7 Kasım 2010 Pazar

Masa da masaymış ha!



Anladım ki, ben sizin salona yalnızca kablosuz bir ağ aracılığıyla bağlanabiliyorum sevgilim!

Ve ne sen bunun farkındasın ne tt.net farkında... Açıkçası ben de yeni fark ediyorum...

İşten eve koşuyorum, otobüs durağından evin kapısına kadar sebepsiz sırıtıyorum, bir telaş içindeyim sanki bir randevum var ona yetişiyorum...

O kara kuru kutuyu açıyorum aleleacele, montu masanın üstüne atıyorum, beni sana ulaştıracak şifreyi giriyorum, biliyorum ki nettesin bu sefer, bu sefer büyük hissediyorum!

Velhasıl, fena bir yanılsama içindeyim, sanıyorum ki senleyim. Hâlbuki, ki açmak gerekirse, hâl bu ki; msnleyim...

Seni online görüp, on dakika aynı dijital çatı altında kalmak ve birçok sefer sana bir şey söylemeden çıkmak ve bundan mutlu olmak -orada bir yerde olduğunu bilmekten sevinç duymak- bir tedavi gerektiriyor olmalı mutlaka...

O turuncu ışık ne kadar aydınlatabilir bu karanlık odayı, inan ben de bilmiyorum ve sevgilim yanıyor bedenimin ta içi, anladım ki, buna ilaç olamaz sen dâhil hiçbir çevrimiçi...

Bir gün mutlaka gerçek bir masada oturmalıyız senle; pencereden gelen ışığı koymalız masaya, üç kere üç dokuz eder, dokuzu koymalıyız mesela.* Bir şiir okumalıyım, gözlerine bakarak güldürmeliyim seni, o aptal ve sarışın dijital ikonu hiç görmeden. Saçını kulağının arkasına atarken elini görmeliyim, ince beyaz parmakların tutmalı kadehini, sıcaklığını senin artırdığın bir oda sıcaklığında, bizi dinden uzaklaştırmayacak kadar kırmızı şaraplar içmeliyiz. Yüksek tavanlı -tavanında işlemeler olan- eski bir binada geçmişten konuşmalıyız ve gelecekten, neş’eye doymalıyız . Biraz yemek yemeliyiz sonra kaşığı ağzına götürürken seyretmeliyim seni, ağzım açık, bir Cumartesi akşamı.. Sanki bir daha hiç pazar olmayacak gibi alışveriş yapmalız, sende ne varsa artık bende, bende ne varsa... Susmalıyız sonra, altın gümüş paritesinden (değerdeşliğinden) uzak derin bir sükût kaplamalı bu yorgunluğun üstünü ardından biraz yürümeli, şaraptan kızarmış yanaklarının kırmızısını daha da belirginleştirecek ışıklı bir bahçede birer yorgunluk kahvesi içmeliyiz...

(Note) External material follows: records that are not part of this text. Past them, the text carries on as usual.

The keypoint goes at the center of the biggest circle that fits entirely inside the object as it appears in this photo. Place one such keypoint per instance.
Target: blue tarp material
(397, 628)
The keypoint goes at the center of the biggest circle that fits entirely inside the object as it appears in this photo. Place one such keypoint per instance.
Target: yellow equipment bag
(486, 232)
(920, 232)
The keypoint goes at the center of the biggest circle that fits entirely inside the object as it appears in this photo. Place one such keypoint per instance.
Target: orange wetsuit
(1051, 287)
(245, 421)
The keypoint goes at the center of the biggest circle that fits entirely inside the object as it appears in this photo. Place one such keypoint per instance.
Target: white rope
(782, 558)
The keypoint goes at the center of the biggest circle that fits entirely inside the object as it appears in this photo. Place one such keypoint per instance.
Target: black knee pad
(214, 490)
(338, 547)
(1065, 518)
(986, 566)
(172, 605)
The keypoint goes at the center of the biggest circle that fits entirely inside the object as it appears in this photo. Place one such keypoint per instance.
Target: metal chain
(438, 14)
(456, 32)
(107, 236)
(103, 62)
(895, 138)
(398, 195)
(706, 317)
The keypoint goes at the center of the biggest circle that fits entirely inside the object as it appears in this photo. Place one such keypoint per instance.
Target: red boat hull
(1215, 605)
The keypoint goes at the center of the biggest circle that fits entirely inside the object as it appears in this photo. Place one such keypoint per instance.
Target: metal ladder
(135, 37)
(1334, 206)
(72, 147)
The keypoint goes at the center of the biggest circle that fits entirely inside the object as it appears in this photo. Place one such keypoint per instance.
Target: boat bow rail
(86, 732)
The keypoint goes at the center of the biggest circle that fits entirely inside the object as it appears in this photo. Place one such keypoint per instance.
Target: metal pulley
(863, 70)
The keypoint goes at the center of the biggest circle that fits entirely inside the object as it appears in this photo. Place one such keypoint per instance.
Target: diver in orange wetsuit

İlla âşık olmamız da gerekmiyor, belki sonunda sevmeyiz de birbirimizi, görüşmeyiz belki bir daha, ama bir sefer yapmalıyız bunu, bu sefer yapmalıyız...

Gerçek bir masada oturmalıyız senle 1 gün, kahverengi tahta bir masa, beyaz bir örtü belki üstünde... Loş bir ışık ya da sadece bir mum belki, sözsüz bir müzik eşliğinde bir Cumartesi akşamı bizden konuşmalıyız... Ne yapmak istiyorsak hayatta koymalıyız masaya**

O Allah’ın cezası aydedeyi göndermeden iyi geceler demeliyim sana bir kez... Yaşadığını hissetmeliyim ve yaşadığımı...

Bir monitör karşısında, hikâyeler biriktir(e)meden, yaşamadan yaş almak sensizlikten de feci bir şey...

O yüzden öpmeliyim şaraptan kızarmış yanaklarını ve el sallamalıyım seni götüren arabanın ardından. Hem kim bilir öpmeyiz belki bir daha birbirmizi, hiç görüşmeyiz, unuturuz o akşamı kim bilir...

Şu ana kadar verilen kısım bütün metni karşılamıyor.